C’est pourquoi le cuisinier de 47 ans a lancé l’idée de laisser le choix aux clients de donner un pourboire aux cuisiniers après un repas au restaurant sur sa page Facebook intitulée «PROFESSION CUISINIER, pour un meilleur avenir du métier».

Idée virale

Rapidement, sa suggestion est devenue virale.
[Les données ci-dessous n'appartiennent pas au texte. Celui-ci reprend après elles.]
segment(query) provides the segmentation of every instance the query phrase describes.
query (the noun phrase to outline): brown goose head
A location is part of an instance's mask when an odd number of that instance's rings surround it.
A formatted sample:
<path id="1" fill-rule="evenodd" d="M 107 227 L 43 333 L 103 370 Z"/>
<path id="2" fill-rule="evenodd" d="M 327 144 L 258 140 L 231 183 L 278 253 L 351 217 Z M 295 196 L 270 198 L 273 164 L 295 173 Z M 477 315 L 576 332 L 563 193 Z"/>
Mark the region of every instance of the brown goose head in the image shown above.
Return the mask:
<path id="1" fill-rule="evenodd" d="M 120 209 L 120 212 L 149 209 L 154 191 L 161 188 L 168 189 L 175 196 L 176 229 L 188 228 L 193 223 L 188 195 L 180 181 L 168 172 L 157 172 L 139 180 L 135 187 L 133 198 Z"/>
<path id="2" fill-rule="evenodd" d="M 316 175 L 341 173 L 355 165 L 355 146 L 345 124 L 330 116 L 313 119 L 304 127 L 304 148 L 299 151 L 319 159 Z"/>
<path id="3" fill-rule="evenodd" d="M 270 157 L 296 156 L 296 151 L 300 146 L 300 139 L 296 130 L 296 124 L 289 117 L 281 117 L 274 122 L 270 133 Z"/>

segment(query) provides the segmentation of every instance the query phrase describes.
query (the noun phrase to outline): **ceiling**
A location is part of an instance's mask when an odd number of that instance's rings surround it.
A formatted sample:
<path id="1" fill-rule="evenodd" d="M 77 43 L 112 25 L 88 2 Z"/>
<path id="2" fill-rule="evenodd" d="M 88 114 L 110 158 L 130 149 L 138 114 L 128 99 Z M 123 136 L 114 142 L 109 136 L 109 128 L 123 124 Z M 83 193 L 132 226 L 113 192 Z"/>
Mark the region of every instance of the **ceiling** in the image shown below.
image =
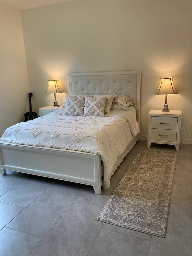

Elle a été partagée par plus de 1300 internautes et des centaines de cuisiniers se sont rangés derrière lui.

«Jamais je n’aurais pensé créer un tel engouement», ajoute l’instigateur de l’idée, même s’il consent qu’elle est loin de plaire aux serveurs qu’il connaît.

Car évidemment, M. Gosselin ne s’attend pas à ce que les clients laissent dorénavant 30 % de pourboire autant pour le service que pour la cuisine. Il estime cependant que, parfois, la nourriture peut être meilleure que le service pour un client.

Patrice Gosselin n’a jamais voulu ouvrir son propre restaurant pour augmenter son revenu parce que les risques sont élevés. Il s’est finalement tourné vers l’enseignement à l’organisme La Tablée des Chefs, sur la Rive Sud, pour améliorer ses conditions de travail.

Partage

Pour François Meunier, de l’Association des restaurateurs du Québec (ARQ), l’ajout d’une ligne sur la facture pour laisser du pourboire aux cuisiniers n’est pas réaliste.

Par contre, l’ARQ milite depuis des années pour modifier la loi afin de permettre aux restaurateurs de partager les pourboires reçus entre les employés.

«Il y a un déséquilibre entre la salle à manger et la cuisine. Avec les pourboires, les serveurs gagnent un salaire d’environ 26 $/h, alors que les cuisiniers gagnent en moyenne 17 ou 18 $/h», dit-il.

Selon lui, en prélevant une partie du pourboire des serveurs pour le remettre en cuisine, le client n’aurait pas à débourser davantage. Surtout, poursuit-il, que les restaurateurs ont déjà une mince marge de profit, qui les empêche d’augmenter les salaires.

«Le partage du pourboire ferait en sorte que tous les employés pourraient profiter de la performance de l’entreprise», dit-il, ajoutant que les soirs où plus de 200 assiettes sont servies les cuisiniers sont débordés, mais ce sont les serveurs qui sont récompensés.

L’an dernier, des chefs interrogés par Le Journal, comme Jérôme Ferrer, réclamaient également une telle mesure pour pallier les difficultés de recrutement.